Not just organized crime, in the realm of targeted killings too, Peker disclosed the murder of investigative journalist Kutlu Adali in July 1996 by his own brother Atilla Peker, since the former was writing about an armed robbery involving millions of dollars of icons in the Saint Barnabas Monastery in Famagusta at the behest of Turkish authorities. So ingrained is this nexus between politicians, government officials and the mafia that Kortut Eken, a senior intelligence officer, actually connived to assassinate Adali and even travelled all the way to Cyprus along with Atilla in this connection. Eken along with the then Interior Minister and the Police Chief Mehmet Agar were in fact accused of more than 18 extrajudicial killings which allegedly occurred during their term. Another renowned journalist Ugur Mumcu was also reportedly killed during this time. Much later, in March 2005, even the European Court of Human Rights seems to have acknowledged the role of the politician-mafia complicity and stated that Ankara had not conducted a proper investigation into the murder of journalist Adali.

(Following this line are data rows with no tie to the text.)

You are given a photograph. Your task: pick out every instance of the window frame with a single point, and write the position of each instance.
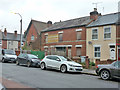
(32, 38)
(95, 34)
(97, 46)
(107, 33)
(77, 34)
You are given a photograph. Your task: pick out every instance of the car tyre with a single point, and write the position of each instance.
(42, 66)
(17, 63)
(28, 64)
(63, 68)
(105, 74)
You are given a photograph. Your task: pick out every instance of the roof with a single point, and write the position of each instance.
(69, 24)
(38, 26)
(12, 37)
(107, 19)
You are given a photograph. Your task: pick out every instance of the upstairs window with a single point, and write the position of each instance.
(94, 34)
(60, 37)
(97, 52)
(32, 37)
(0, 42)
(46, 38)
(107, 33)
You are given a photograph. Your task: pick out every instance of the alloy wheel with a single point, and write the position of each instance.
(105, 75)
(63, 69)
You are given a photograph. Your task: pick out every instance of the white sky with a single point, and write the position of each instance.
(45, 10)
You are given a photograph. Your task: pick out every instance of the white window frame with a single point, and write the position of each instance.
(107, 32)
(97, 51)
(32, 37)
(96, 33)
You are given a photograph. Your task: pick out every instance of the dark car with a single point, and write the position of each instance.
(28, 59)
(109, 71)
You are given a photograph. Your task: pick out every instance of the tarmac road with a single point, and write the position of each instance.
(37, 78)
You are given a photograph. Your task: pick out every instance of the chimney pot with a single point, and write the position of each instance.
(15, 32)
(5, 32)
(49, 23)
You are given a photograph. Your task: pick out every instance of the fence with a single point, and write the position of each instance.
(39, 54)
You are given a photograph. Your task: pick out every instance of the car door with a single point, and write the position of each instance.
(56, 62)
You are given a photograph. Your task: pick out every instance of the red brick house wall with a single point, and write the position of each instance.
(69, 38)
(32, 31)
(4, 44)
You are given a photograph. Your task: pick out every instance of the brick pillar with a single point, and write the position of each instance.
(97, 61)
(87, 63)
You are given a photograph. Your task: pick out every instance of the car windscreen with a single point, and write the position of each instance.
(32, 56)
(11, 52)
(65, 58)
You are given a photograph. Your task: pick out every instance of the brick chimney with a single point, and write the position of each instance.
(94, 15)
(15, 33)
(49, 23)
(5, 32)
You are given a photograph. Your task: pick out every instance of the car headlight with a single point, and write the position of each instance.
(71, 65)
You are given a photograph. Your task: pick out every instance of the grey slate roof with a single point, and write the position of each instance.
(12, 37)
(69, 24)
(107, 19)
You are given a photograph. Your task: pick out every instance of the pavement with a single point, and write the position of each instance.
(12, 85)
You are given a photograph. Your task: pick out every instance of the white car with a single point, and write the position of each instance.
(60, 63)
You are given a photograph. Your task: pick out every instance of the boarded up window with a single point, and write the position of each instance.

Against this backdrop of the release of Peker’s videos on YouTube, former Minister of Justice and Speaker of Parliament, Cemil Cicek averred that even “If one thousandth of what Peker says turns out to be true, this is already a disaster for the country”. At a time when Turkey under President Erdogan is vying to be the leader of the Islamic world it remains to be seen whether while seeking a voice for himself on the global stage, President Erdogan gives space to the voice of dissent in his own country and appropriately orders an investigation into Peker’s videos and the nature of details revealed by him in the interest of transparency and justice for Turkey’s citizens.